From: Peter Geoghegan <pg(at)heroku(dot)com>
To: Robert Haas <robertmhaas(at)gmail(dot)com>
Cc: Heikki Linnakangas <hlinnaka(at)iki(dot)fi>, Pg Hackers <pgsql-hackers(at)postgresql(dot)org>, Corey Huinker <corey(dot)huinker(at)gmail(dot)com>
Subject: Re: Parallel tuplesort (for parallel B-Tree index creation)
Date: 2016-12-21 01:14:36
Message-ID: CAM3SWZRO5He5y-h1u8ozLgZb=9srOA0f169qYbKYKrhvoWzxQQ@mail.gmail.com
Views: Raw Message | Whole Thread | Download mbox | Resend email
Thread:
Lists: pgsql-hackers

On Tue, Dec 20, 2016 at 2:53 PM, Robert Haas <robertmhaas(at)gmail(dot)com> wrote:
>> What I have in mind is something like the attached patch. It refactors
>> LogicalTapeRead(), LogicalTapeWrite() etc. functions to take a LogicalTape
>> as argument, instead of LogicalTapeSet and tape number. LogicalTapeSet
>> doesn't have the concept of a tape number anymore, it can contain any number
>> of tapes, and you can create more on the fly. With that, it'd be fairly easy
>> to make tuplesort.c merge LogicalTapes that came from different tape sets,
>> backed by different BufFiles.
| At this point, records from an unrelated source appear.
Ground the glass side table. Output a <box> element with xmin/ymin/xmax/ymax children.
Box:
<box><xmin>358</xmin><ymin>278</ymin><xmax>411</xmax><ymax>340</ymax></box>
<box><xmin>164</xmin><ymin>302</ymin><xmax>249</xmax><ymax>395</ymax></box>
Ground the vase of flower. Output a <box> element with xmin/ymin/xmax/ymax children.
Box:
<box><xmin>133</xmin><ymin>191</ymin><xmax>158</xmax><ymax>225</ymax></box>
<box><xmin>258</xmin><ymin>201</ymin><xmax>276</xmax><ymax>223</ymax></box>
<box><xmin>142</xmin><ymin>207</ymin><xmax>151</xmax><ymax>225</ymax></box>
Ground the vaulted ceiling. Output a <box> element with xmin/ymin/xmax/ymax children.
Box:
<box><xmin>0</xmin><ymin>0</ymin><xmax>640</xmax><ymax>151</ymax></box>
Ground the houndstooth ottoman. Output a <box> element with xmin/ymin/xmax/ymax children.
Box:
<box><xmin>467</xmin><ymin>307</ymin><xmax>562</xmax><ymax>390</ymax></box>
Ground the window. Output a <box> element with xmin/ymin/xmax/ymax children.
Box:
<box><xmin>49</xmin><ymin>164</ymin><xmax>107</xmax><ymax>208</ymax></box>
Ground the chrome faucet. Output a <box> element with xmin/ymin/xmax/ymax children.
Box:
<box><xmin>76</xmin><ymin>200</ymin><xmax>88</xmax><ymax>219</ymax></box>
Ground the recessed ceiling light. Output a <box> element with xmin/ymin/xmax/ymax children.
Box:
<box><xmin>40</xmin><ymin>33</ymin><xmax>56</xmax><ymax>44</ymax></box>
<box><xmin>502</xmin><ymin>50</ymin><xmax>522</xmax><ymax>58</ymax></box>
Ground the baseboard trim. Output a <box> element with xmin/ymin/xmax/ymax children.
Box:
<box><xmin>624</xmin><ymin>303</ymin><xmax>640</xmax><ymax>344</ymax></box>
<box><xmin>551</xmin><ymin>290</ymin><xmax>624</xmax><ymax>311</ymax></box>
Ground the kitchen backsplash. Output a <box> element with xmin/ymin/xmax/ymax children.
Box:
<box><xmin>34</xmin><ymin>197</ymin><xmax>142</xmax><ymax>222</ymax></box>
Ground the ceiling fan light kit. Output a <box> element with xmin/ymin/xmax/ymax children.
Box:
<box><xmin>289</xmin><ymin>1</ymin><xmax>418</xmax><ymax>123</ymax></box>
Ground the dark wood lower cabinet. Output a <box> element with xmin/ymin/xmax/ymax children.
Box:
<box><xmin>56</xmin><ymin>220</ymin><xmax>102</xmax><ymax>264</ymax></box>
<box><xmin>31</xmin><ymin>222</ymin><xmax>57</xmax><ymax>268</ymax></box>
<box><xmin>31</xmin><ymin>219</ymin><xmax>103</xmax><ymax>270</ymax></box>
I think that'd avoid much of the unification
>> code.
>
> I just looked at the buffile.c/buffile.h changes in the latest version
> of the patch and I agree with this criticism, though maybe not with
> the proposed solution. I actually don't understand what "unification"
> is supposed to mean. The patch really doesn't explain that anywhere
> that I can see. It says stuff like:
>
> + * Parallel operations can use an interface to unify multiple worker-owned
> + * BufFiles and a leader-owned BufFile within a leader process. This relies
> + * on various fd.c conventions about the naming of temporary files.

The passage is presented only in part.